As a parallel computing evangelist for Intel, you travel a lot. Who do you talk to?

Usually when I travel I have a specific purpose-like attending a conference. But then I usually allow myself three or four extra days to make customer visits. That's been a fun part of the job because I never know quite what to expect. Sometimes, we get people who are brand new to parallelism; other times, the room is filled with deep experts. When I was in Australia last week, I got to talk with people who have been doing heavy duty scientific analysis for decades. One group is hoping that Australia will eventually win a bid to build a square kilometer radio telescope. On the flip side, I meet with customers who aren't yet doing any parallelism, and I try to explain it to them in a way that doesn't run them over.

Have you been to Japan?

Yes, a few times, including a couple of days at Sony headquarters where I spoke with a gathering of engineers. There's been a lot of Japanese interest in TBB and my book has sold very well there in translation, which delighted all of us. In addition, someone in Japan wrote his own book on TBB. We're thrilled about that: Japan is the only country where that's happened. To my knowledge, he never spoke with anyone at Intel, and if any of your readers know who he is, I'd like to hear from them.

With TBB and other tools making parallel development easier, where do you see the technology going?

At a really high level, I think we have the opportunity to make computers more usable. I should say here that some technologists disagree-arguing that anything done in parallel could have been done as well with a really fast single core.
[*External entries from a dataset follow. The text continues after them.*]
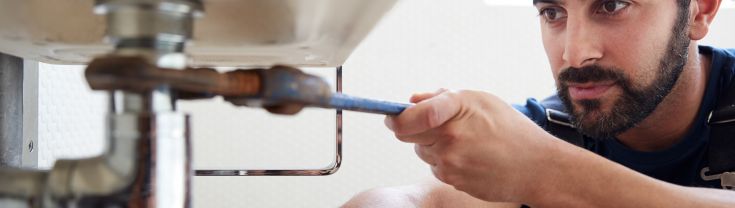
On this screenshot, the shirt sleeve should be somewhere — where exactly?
[513,98,546,128]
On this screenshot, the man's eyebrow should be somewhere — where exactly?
[533,0,562,6]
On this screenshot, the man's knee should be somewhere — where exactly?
[342,188,416,208]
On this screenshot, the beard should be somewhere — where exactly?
[557,8,690,139]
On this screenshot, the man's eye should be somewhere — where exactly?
[598,1,630,14]
[540,8,567,22]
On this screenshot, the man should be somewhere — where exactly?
[345,0,735,207]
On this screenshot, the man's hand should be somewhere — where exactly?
[385,90,555,202]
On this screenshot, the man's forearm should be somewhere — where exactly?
[529,136,735,207]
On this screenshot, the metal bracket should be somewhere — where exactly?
[195,66,342,176]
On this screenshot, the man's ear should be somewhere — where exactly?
[689,0,721,40]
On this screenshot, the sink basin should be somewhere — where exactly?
[0,0,396,67]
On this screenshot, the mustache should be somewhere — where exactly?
[557,65,627,84]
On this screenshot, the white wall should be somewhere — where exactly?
[39,0,735,207]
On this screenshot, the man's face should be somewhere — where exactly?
[534,0,689,139]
But I think that, in hindsight, a lot of sequential programs were written that way only out of convenience, not because that was the best approach.
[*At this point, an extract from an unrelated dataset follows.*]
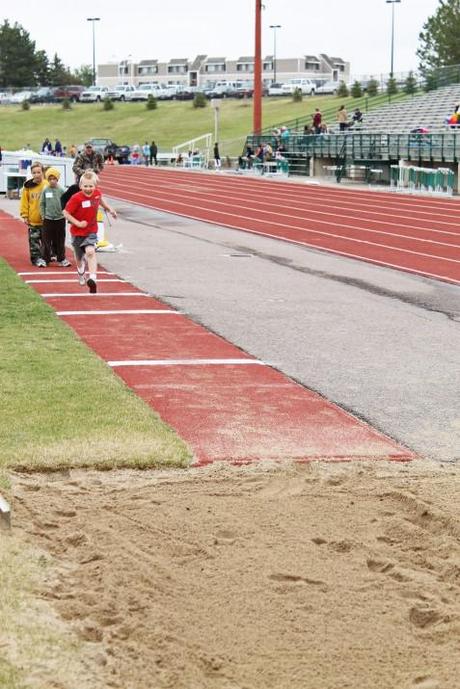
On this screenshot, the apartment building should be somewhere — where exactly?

For example, I may have 1,000 emails in my inbox. But the mail program will still freeze while it tries to download two more from the server, not letting go until it is convinced it is synchronized with the server. But consider that if I had received 1,000 pieces of mail from the Postal Service, adding two more would not interfere with my ability to read the ones I have. That kind of parallelism is implicit in our lives. We also have parallel processing going on in our heads. We "pre-process" visual and auditory information at the same time. But most computers that do voice recognition couldn't, until recently, do something else simultaneously. Computers don't tend to prioritize their user interface, even though the human sitting in front of them ought to be given the priority. Parallelism will help.